Significant improvements in daily function and pain levels and the occurrence of few, mild adverse effects contributed to an overall positive net effect in this trial. Treatments were quick, well tolerated and no sedation or monitoring during or after treatments was required.

Several limitations are present in this trial. Only 40 participants are included. Although the sample size is great enough to provide adequate statistical power, based on the sample size calculation, larger trials are needed to confirm our results. Secondly, although participants and assessors were blinded, the therapist carrying out treatments was not. This possibly introduced some degree of bias, regarding attitudes and differential treatment approaches. Thirdly, participants in the sham tDCS group received a total of 60 s of electrical stimulation and for the remainder of the treatment time [29 min] no stimulation was given. It is possible that this short 60 s stimulation time had some degree of effect, possibly reducing the difference between sham and active treatment group effects. As a control, this method is far from perfect (59). The issue of a sham intervention that is not inert is a common problem for several modalities, including acupuncture (60).

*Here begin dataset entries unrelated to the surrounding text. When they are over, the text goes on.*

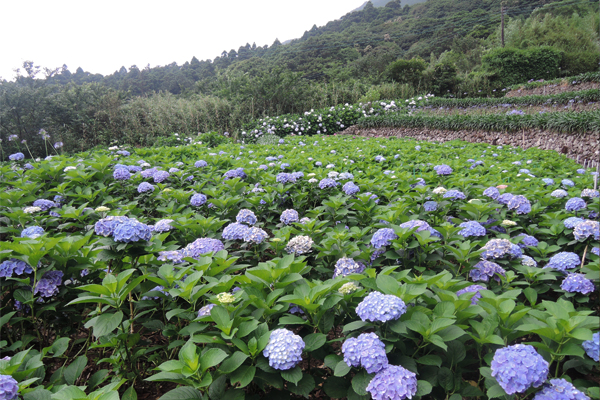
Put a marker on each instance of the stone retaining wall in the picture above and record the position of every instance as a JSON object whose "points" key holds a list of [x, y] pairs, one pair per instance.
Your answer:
{"points": [[585, 146]]}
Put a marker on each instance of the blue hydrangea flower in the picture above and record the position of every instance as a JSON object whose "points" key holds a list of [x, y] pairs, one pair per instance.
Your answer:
{"points": [[132, 231], [366, 351], [471, 228], [383, 237], [9, 387], [44, 204], [577, 283], [572, 222], [379, 307], [560, 389], [350, 188], [198, 199], [32, 232], [527, 241], [202, 246], [563, 261], [246, 217], [393, 383], [160, 176], [289, 216], [492, 193], [454, 195], [586, 229], [145, 187], [430, 206], [592, 347], [284, 350], [346, 266], [484, 270], [575, 204], [518, 367], [327, 183], [442, 169], [520, 204], [121, 174]]}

Research suggests that a significant placebo effect is associated with tDCS (61). A person's beliefs and expectations of a treatment are widely regarded as two of the strongest components of placebo effects (62). Furthermore, there is evidence that tDCS has the potential to increase the placebo effect by reinforcing brain networks activated by the expectation of benefiting from the treatment (63). Assessing psychological factors such as expectations of outcomes before inclusion may have provided more information regarding the influence of placebo on the two treatment groups in our study. However, the use of the same tDCS apparatus in both patient groups, which registered “real” and “sham” activity, with a visible electrode contact measurement scale, electrical stimulation light and timer; may have provided a degree of placebo equivalence.

tDCS is a passive treatment technique. Participants did not have the opportunity to contribute to any potential improvement and they did not receive any information regarding pain mechanisms. Our primary outcome measure was changes in daily function levels. It is widely accepted that exercise programs often lead to improved daily function and that psychological interventions can affect pain processing (54). Adding a third arm to this trial supplementing tDCS with either exercise and/or psychotherapy may have potentially provided participants with an increased feeling of involvement and control (64).

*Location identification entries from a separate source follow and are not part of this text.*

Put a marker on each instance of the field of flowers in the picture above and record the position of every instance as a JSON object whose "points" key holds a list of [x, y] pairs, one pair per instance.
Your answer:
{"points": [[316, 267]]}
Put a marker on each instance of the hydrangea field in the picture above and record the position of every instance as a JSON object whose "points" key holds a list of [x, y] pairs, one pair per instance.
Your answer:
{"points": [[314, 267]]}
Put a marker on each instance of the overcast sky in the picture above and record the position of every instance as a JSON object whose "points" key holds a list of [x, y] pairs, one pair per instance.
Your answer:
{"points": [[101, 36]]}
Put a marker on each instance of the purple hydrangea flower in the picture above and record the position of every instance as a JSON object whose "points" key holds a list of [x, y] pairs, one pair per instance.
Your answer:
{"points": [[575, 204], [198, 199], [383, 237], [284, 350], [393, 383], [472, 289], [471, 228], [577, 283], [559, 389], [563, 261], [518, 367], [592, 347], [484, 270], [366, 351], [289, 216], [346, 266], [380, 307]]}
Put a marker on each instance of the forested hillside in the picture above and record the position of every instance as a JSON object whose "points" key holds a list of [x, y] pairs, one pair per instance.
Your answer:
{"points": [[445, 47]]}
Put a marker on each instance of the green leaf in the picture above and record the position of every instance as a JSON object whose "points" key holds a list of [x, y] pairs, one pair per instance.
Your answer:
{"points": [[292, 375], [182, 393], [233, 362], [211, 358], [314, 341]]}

Participants in this trial were offered eight treatments over four weeks. An increased number of treatments may have improved results. However, statistically significant improvements in daily function and pain levels were recorded both during treatment and during the 12-week follow-up period. Covid 19 restrictions did not allow assessment of results beyond the 12-week follow-up.

No changes in medication were reported in either group, possibly due to the short follow up period. Participants experiencing an increase in function and reduced pain levels during the 12-week follow-up period may not have had the confidence to rely on further longer-term improvements. From a practical point of view, GP appointments for individuals wanting to discuss changes in their prescribed medication may have been difficult to access during the study period, as well.

Statistical analysis suggested that improvements in MIDAS were dependent on a decrease in VAS scores, indicating that a reduction in pain facilitated improvements in daily activity. Based on these findings, changes in pain levels may have been more suitable as a primary outcome measure.